Indexes Supporting Foreign Keys
Most developers building an OLTP system know that you should declare and enforce relationships between tables using Foreign Keys. But what physical database structures should you implement to support those relationships?
Every Foreign Key is a relationship from one or more columns on the table on which the Foreign Key is declared to a Key on the target table. That’s why it’s called a “Foreign” key: the columns refer to a Key on some other table. In SQL Server, the target columns can be the Primary Key of the target table or a Unique Constraint. In all cases there is a unique index on the target table. But should you index the Foreign Key columns as well?
That would have some benefits:
- Reduced cost for DELETE and UPDATE of the target key on the referenced Table
- Reduced cost for lookups by the FK columns and joins between the two tables
And some costs:
- Increased cost for all CRUD operations on the FK table
- Increased database size
- Developer/DBA time
That’s all well and makes me inclined to index the foreign keys, but IMO it’s not enough to support a proactive best-practice of supporting Foreign Keys with indexes because:
- These are merely performance considerations
- There are performance costs as as well as benefits
- The performance impact will not always be material
- If you properly test and monitor your workload you will discover any really helpful indexes anyway
However there is one more more benefit to indexing your foreign keys, and it’s not really a performance benefit. Indexing the foreign keys reduces the scope and duration of locks required to perform DELETE (and key UPDATE) on the referenced table, and can prevent deadlocks. I first learned about this for Oracle, where I learned almost everything I know about Oracle, from the incomparable Tom Kyte. You can read about this here. This applies equally in SQL Server. Unindexed foreign keys reduce concurrency and make your database more prone to deadlocks.
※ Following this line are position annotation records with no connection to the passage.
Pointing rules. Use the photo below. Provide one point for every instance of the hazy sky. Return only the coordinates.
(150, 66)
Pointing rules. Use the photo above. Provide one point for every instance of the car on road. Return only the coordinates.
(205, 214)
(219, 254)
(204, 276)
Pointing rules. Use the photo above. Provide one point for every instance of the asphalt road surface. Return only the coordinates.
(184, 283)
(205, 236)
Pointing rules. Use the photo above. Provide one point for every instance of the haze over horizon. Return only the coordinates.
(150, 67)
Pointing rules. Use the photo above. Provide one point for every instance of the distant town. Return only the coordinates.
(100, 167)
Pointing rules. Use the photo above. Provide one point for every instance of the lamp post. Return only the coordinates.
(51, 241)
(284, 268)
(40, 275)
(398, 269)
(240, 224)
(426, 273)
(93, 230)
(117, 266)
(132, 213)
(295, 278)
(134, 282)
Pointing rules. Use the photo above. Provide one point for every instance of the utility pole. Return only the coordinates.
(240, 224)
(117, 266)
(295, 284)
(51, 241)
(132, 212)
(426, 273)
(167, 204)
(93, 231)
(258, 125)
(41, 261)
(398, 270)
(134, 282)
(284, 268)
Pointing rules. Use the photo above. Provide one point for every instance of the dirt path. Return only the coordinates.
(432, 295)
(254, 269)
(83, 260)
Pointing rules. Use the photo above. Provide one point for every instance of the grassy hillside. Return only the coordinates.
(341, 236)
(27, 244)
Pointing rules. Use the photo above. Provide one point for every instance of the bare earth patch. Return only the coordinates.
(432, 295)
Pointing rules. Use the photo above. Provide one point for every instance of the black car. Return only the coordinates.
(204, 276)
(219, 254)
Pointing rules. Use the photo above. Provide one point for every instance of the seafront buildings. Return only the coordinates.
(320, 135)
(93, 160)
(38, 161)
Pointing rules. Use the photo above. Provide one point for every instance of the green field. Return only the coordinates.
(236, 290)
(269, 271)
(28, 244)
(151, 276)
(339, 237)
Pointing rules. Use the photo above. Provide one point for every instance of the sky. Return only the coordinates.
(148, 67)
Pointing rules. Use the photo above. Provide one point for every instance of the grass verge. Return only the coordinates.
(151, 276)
I think the bottom line is that supporting your Foreign Keys with indexes is required to ensure correct behavior of your application if you perform frequent deletes on the referenced table. It is also required if you update the target key on the referenced table. You really shouldn’t be updating your keys, but even if you don’t some applications will include the key columns in the column update list in an UPDATE statement, which actually is updating the keys.
So what do we mean fora Foreign Key to be supported by an index?
Definition: A Foreign Key F defined on n columns a table T is supported by an index I on T just in case the first n columns of I are all foreign key columns.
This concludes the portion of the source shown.